Reduction in Fracture Rate and Back Pain and Increased Quality of Life in Postmenopausal Women Treated with Teriparatide: 18-Month Data from the European Forsteo Observational Study (EFOS)

The European Forsteo Observational Study was designed to examine the effectiveness of teriparatide in postmenopausal women with osteoporosis treated for up to 18 months in normal clinical practice in eight European countries. The incidence of clinical vertebral and nonvertebral fragility fractures, back pain, and health-related quality of life (HRQoL, EQ-5D) were assessed.

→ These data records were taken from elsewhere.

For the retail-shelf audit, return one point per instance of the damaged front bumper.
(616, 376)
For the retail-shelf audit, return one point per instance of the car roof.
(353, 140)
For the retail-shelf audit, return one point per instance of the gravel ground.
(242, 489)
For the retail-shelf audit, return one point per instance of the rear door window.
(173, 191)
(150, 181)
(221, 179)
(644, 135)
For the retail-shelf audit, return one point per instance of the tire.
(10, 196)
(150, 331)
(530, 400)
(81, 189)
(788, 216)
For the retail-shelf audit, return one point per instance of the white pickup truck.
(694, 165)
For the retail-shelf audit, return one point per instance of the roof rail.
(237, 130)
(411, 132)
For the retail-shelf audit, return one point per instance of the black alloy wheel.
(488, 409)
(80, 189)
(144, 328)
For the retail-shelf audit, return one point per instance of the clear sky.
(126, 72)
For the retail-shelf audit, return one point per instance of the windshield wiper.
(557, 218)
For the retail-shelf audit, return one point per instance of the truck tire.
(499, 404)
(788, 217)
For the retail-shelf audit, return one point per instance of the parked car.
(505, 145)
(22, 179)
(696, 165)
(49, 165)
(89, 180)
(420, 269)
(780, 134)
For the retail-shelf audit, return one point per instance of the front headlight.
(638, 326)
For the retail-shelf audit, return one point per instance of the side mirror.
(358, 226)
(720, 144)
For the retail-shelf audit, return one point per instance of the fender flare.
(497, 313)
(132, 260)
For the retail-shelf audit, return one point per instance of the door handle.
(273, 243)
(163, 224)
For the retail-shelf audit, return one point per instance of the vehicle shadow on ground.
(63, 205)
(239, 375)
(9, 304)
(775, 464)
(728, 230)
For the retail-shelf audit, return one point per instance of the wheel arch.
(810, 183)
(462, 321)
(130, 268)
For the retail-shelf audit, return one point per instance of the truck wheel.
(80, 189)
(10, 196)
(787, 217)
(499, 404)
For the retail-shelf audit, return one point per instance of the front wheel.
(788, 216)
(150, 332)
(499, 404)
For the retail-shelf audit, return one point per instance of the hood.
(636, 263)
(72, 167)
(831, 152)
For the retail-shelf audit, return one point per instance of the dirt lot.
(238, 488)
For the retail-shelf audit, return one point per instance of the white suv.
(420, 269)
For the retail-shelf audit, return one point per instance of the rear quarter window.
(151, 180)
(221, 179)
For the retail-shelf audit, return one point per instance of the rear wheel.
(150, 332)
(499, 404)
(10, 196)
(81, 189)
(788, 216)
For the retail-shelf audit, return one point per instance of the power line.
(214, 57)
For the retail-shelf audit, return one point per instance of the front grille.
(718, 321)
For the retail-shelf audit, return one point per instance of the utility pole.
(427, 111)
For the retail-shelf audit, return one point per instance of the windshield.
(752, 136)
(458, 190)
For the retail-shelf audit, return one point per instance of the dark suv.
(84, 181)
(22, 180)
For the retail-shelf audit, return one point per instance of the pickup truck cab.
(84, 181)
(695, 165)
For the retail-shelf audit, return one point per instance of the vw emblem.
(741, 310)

Spontaneous reports of adverse events were collected. All 1,648 enrolled women were teriparatide treatment-naive, 91.0% of them had previously received other anti-osteoporosis drugs, and 72.8% completed the 18-month study. A total of 168 incident clinical fractures were sustained by 138 (8.8%) women (821 fractures/10,000 patient-years). A 47% decrease in the odds of fracture in the last 6-month period compared to the first 6-month period was observed (P < 0.005). Mean back pain VAS was reduced by 25.8 mm at end point (P < 0.001). Mean change from baseline in EQ-VAS was 13 mm by 18 months. The largest improvements were reported in the EQ-5D subdomains of usual activities and pain/discomfort. There were 365 adverse events spontaneously reported, of which 48.0% were considered related to teriparatide; adverse events were the reason for discontinuation for 79 (5.8%) patients. In conclusion, postmenopausal women with severe osteoporosis who were prescribed teriparatide in standard clinical practice had a significant reduction in the incidence of fragility fractures and a reduction in back pain over an 18-month treatment period. This was associated with a clinically significant improvement in HRQoL. Safety was consistent with current prescribing information. These results should be interpreted in the context of the open-label, noncontrolled design of the study.